Friends and Whānau


It is a reality of older age that friendship situations will change. It is inevitable that some of your friends will move away, move into a retirement village, become unwell or die. These realities of life can mean that you might start retirement with an active social circle but find it shrinking as you get older. Continuing to make new friends and connections and being open to new people coming into your life may feel hard, but it will be beneficial in the long run. Similarly, your closest family relationships will inevitably change. Taking the time now to share your thoughts about these big changes and how to adjust to new living arrangements will help everyone.

Fresh friendships

New friendships don’t just happen. We need to be intentional about it, and continue working at it. Friends come in all forms, from very close friendship bonds to friendships where simply spending companionable is time rewarding and satisfying.

Activities and groups can be great ways to meet new people, however most of us have experienced attending an event and leaving again without really connecting with anyone and this can leave us feeling even more isolated. So if your groups and activities do not enable you to get to know people, you might want to think about how you could increase your involvement, or add other activities that are more social.

Primary relationships

If you are in a relationship now, you need to plan for being on your own at some point. For some, this is a difficult topic to discuss, but couples should talk about what each hopes for the other, if they were to die first, or need to go into care. Being honest and realistic about what the future may hold is important as it enables us to plan ahead, and when the time comes to be comfortable in the knowledge that wishes have been understood.

We need to give the people we love our blessing to go on living and being as happy and connected as they can be, so it is important to maintain your “own life” as well as your “couple life” so that each can continue their social connections in the event they find themselves alone.

Extended Family

Some of us live in an extended or multi-generational family households already, and some of us expect to move in with family as we grow older. Living surrounded by family/whanau/aiga has lots of positives, but even in a busy household loneliness can still strike.

If everyone else is at work, school or day-care, you may experience long, solitary periods. There may also be expectations that you are always available to care for grandchildren or the household, leaving you with little time or energy for yourself. Talking about what support you need, and to agreeing on expectations around what support you can provide will help you get best out of living with family.

Things to think about:

Friendships, old and new

  • How will you maintain existing friendships, especially if friends move?
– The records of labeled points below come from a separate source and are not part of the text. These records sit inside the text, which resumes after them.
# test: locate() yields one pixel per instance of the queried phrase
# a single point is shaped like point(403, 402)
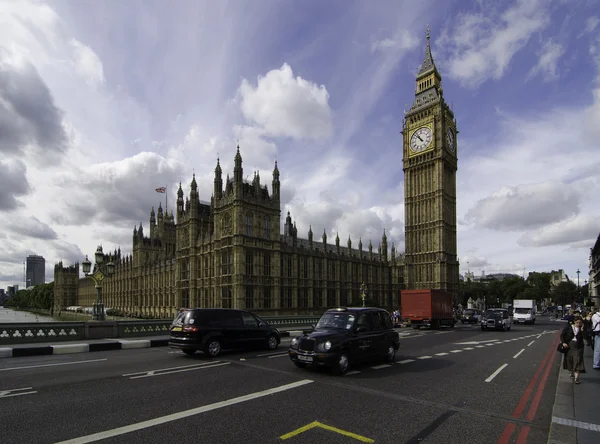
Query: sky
point(102, 102)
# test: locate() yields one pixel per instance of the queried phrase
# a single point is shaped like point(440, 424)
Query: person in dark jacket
point(572, 339)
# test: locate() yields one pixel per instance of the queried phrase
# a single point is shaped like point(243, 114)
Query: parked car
point(496, 319)
point(213, 330)
point(470, 316)
point(345, 336)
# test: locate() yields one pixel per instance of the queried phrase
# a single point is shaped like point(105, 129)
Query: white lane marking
point(269, 354)
point(184, 414)
point(51, 365)
point(578, 424)
point(493, 375)
point(517, 355)
point(152, 372)
point(171, 368)
point(8, 393)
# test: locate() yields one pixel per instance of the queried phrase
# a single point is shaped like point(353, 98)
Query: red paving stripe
point(511, 427)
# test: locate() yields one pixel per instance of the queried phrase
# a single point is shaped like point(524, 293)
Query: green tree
point(564, 293)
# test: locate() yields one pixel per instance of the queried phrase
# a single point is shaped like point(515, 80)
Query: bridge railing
point(37, 332)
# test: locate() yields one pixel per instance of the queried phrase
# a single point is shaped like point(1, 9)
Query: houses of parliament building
point(230, 252)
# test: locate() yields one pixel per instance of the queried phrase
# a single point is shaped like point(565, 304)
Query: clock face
point(451, 140)
point(421, 139)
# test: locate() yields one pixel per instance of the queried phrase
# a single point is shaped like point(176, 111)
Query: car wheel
point(272, 342)
point(213, 348)
point(342, 365)
point(390, 357)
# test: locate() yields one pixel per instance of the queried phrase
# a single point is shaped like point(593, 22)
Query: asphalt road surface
point(447, 386)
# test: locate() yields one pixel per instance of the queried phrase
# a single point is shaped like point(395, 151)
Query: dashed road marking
point(496, 373)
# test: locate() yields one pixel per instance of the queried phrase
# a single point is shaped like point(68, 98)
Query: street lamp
point(363, 293)
point(101, 271)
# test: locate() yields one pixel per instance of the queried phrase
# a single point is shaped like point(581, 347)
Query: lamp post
point(363, 293)
point(100, 272)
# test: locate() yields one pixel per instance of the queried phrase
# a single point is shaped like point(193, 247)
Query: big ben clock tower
point(430, 164)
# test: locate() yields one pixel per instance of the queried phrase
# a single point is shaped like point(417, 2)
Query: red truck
point(427, 308)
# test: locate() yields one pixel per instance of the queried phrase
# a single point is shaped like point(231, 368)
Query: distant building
point(594, 281)
point(36, 271)
point(556, 277)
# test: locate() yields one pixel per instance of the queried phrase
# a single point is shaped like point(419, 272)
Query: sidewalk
point(576, 412)
point(92, 345)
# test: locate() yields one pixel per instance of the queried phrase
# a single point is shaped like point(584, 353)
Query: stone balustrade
point(22, 333)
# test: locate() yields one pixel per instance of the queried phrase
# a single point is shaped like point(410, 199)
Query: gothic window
point(226, 262)
point(249, 263)
point(249, 221)
point(249, 297)
point(267, 263)
point(267, 227)
point(266, 297)
point(226, 227)
point(226, 297)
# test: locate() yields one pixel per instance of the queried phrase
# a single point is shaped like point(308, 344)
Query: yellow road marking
point(314, 424)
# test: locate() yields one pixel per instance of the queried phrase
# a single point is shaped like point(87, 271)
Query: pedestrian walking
point(572, 340)
point(596, 338)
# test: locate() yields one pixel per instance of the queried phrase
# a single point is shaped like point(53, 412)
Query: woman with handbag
point(572, 340)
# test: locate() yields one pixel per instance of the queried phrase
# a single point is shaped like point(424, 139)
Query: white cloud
point(480, 46)
point(87, 63)
point(525, 206)
point(547, 65)
point(581, 230)
point(403, 40)
point(288, 106)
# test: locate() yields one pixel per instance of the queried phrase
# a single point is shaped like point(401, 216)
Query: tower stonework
point(430, 164)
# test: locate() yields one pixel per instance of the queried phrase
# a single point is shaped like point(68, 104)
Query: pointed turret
point(276, 183)
point(428, 81)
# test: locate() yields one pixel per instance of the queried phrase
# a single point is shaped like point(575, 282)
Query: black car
point(344, 336)
point(213, 330)
point(496, 319)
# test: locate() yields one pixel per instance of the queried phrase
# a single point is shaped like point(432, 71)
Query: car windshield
point(336, 320)
point(522, 310)
point(493, 314)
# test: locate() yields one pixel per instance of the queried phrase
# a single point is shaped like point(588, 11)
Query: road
point(448, 386)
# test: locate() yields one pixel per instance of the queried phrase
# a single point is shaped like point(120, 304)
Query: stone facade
point(430, 165)
point(230, 253)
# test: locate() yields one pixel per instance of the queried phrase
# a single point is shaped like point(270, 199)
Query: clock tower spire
point(430, 165)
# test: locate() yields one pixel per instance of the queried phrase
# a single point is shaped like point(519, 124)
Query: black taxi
point(344, 336)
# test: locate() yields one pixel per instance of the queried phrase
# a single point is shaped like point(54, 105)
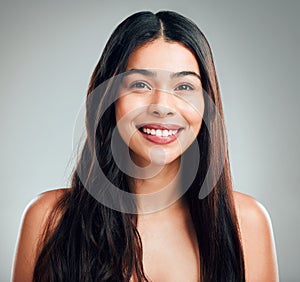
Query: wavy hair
point(88, 241)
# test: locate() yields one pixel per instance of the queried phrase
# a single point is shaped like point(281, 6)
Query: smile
point(160, 134)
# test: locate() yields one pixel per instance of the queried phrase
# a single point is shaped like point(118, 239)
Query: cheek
point(126, 105)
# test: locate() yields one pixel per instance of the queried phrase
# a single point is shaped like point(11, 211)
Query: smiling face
point(160, 108)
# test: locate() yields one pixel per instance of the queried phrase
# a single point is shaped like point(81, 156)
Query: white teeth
point(159, 132)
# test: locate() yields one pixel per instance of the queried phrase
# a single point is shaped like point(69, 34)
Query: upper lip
point(160, 126)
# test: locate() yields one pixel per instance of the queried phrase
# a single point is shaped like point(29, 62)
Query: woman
point(155, 226)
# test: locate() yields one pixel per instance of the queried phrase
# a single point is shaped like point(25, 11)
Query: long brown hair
point(93, 242)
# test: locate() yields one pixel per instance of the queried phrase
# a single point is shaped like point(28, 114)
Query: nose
point(161, 105)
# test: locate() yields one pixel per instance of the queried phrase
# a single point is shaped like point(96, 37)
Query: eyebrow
point(154, 74)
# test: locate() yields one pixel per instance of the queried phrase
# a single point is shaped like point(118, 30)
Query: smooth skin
point(169, 252)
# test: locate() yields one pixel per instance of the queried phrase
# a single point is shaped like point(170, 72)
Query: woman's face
point(160, 108)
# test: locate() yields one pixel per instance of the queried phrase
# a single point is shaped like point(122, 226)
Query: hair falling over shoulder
point(91, 242)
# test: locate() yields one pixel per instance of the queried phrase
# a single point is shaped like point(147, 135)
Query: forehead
point(159, 54)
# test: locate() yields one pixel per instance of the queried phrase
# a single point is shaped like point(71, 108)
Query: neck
point(159, 191)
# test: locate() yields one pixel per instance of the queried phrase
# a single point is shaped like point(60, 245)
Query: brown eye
point(184, 87)
point(139, 85)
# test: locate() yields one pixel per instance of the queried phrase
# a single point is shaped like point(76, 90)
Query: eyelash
point(190, 88)
point(143, 85)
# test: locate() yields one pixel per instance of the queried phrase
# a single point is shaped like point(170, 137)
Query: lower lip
point(160, 139)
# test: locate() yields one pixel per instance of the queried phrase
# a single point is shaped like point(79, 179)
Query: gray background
point(49, 49)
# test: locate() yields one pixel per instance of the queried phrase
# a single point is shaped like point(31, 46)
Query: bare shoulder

Can you budget for out of town trips from time to time?
  • Rekindle old friendships – who could you spend more time with that you haven’t contacted in a while?
  • Be intentional about making new friends. Who do you currently know a little, that you would like to get to know better? What could you do, and where could you go to meet new people?
  • How can your whanau/family and social circle assist you to make new connections?
  • Do you have personal connections of your own beyond your partner or immediate family?

Family relationships

  • Have you talked with your partner/spouse/family about managing life as a solo, and about your expectations of them as you age?
  • If living with extended family, how can you make time for your passions – cooking, church, gardening, exercise etc, as well as helping out at home?
  • Holding on to your independence: Think about one or two things you can do without family support. For example, can you get to your group or church by public transport, or taxi, or by getting a ride from others outside the family?